The major risk: contact with the undiluted chemicals, said Jeff Hackman, Miami-Dade fire spokesman.

''These are not explosives, or pose a vapor threat like something like a pesticide would,'' Hackman said. ``But these are highly abrasive solvents that can cause pretty serious chemical burns.''

Worries that the contents of the missing trailer spilling into water supplies are minimal, he said.

''It would be more diluted and would pollute the water, but there are tests that would detect that type of thing immediately,'' he said.

Hackman said the county's hazardous materials unit reviewed the shipping paperwork for the tractor and trailer, registered to a Southwest Miami-Dade man, and found them to be in order.

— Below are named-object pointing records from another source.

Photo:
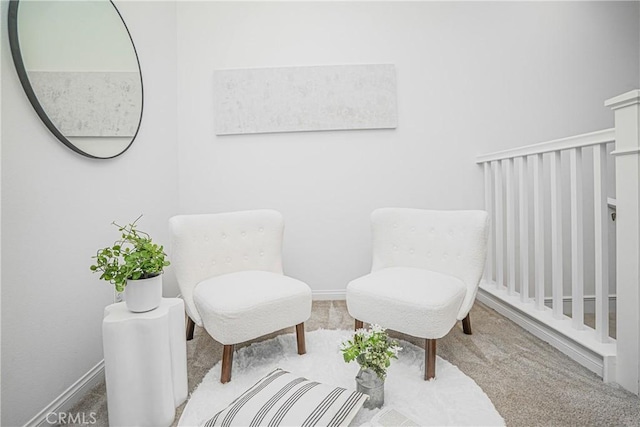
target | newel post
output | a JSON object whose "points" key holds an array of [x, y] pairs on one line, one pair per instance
{"points": [[627, 157]]}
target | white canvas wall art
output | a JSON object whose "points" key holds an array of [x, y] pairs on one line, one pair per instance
{"points": [[90, 104], [315, 98]]}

``Medley did a good thing in letting us know ahead of time what we're dealing with he said. ``And if anyone sees this trailer, let someone know.''

Anyone with information on the trailer -- which has a damaged side and the Florida tag C4629L -- should call Medley police at 305-883-2047.

-- Anonymous, July 06, 2002


I made a note of this, Barefoot. I'll add it to the Odd Events page on the next update, which will be soon. Geez. Something else loose.

I also saw a thread on TB2K that some posters had observed police and white vans on overpasses along several Highways in the NW. It was further speculated that the vans held radiation detecting equipment and that they were watching trucks.

Now I ask you: if you were moving a huge nuke, wouldn't you move it on the back roads? I imagine a Pepsi truck or something like that on a three-lane highway wouldn't get a second glance.

-- Anonymous, July 06, 2002



I doubt a huge nuke is what they search for. A small one, or a small bomb, perhaps.

A saying comes to mind: 'Hide in plain sight.'

-- Anonymous, July 07, 2002


"Hide in plain sight . . . " Yeah, good point, Barefoot. I keep thinking about that when I see the UPS, Fed-X, and Pepsi trucks parked around gov't buildings. I keeping thinking that someday there will come a time that access becomes more restricted, more monitored. Right now, they search the people there on business more carefully than the service employees and courriers.

-- Anonymous, July 08, 2002

that's a good point about the delivery trucks around gov centers. They may have to decide that deliveries at specific times on specific days are needed.

Or, they have their own guy[s] that go and collect the items from the dispersal centers for those various delivery agencies.

I have it on good authority that a specific delivery service here in Miami has to make sure they have done all their other deliveries before they go to our nuke plant. The truck is searched most carefully before entering the plant site. If they had a full trailer it would have to be emptied of all the other packages in order to get in.

I also have a thought about those trucks around the gov sites. Perhaps some of them are undercover surveilance vans? Preferably by the FBI, of course...

-- Anonymous, July 08, 2002


Found the other truck story.

Posted on Tue, Jul. 09, 2002,

http://www.miami.com/mld/miamiherald/news/state/3624978.htm

In Florida

LAKELAND - A tractor-trailer with $2 million to $3 million worth of pharmaceuticals was hijacked here early Monday and cleaned out before it was deserted in Palm Beach County.

The truck's driver, Yaniel Leal, 24, was accosted at a Dunkin' Donuts by two armed men who taped his hands and ankles and put him in the sleeper portion of the truck's cab, the Palm Beach County sheriff's office said.

Leal was driven around for about an hour until the suspects unloaded the truck's narcotics and pharmaceuticals.

The suspects left Leal and the truck at a gas station on Hypoluxo Road about 30 minutes later, sheriff's officials said.

Leal was not harmed.

The drugs in the shipment were bound for hospitals, drugstores and supermarkets in Miami-Dade County.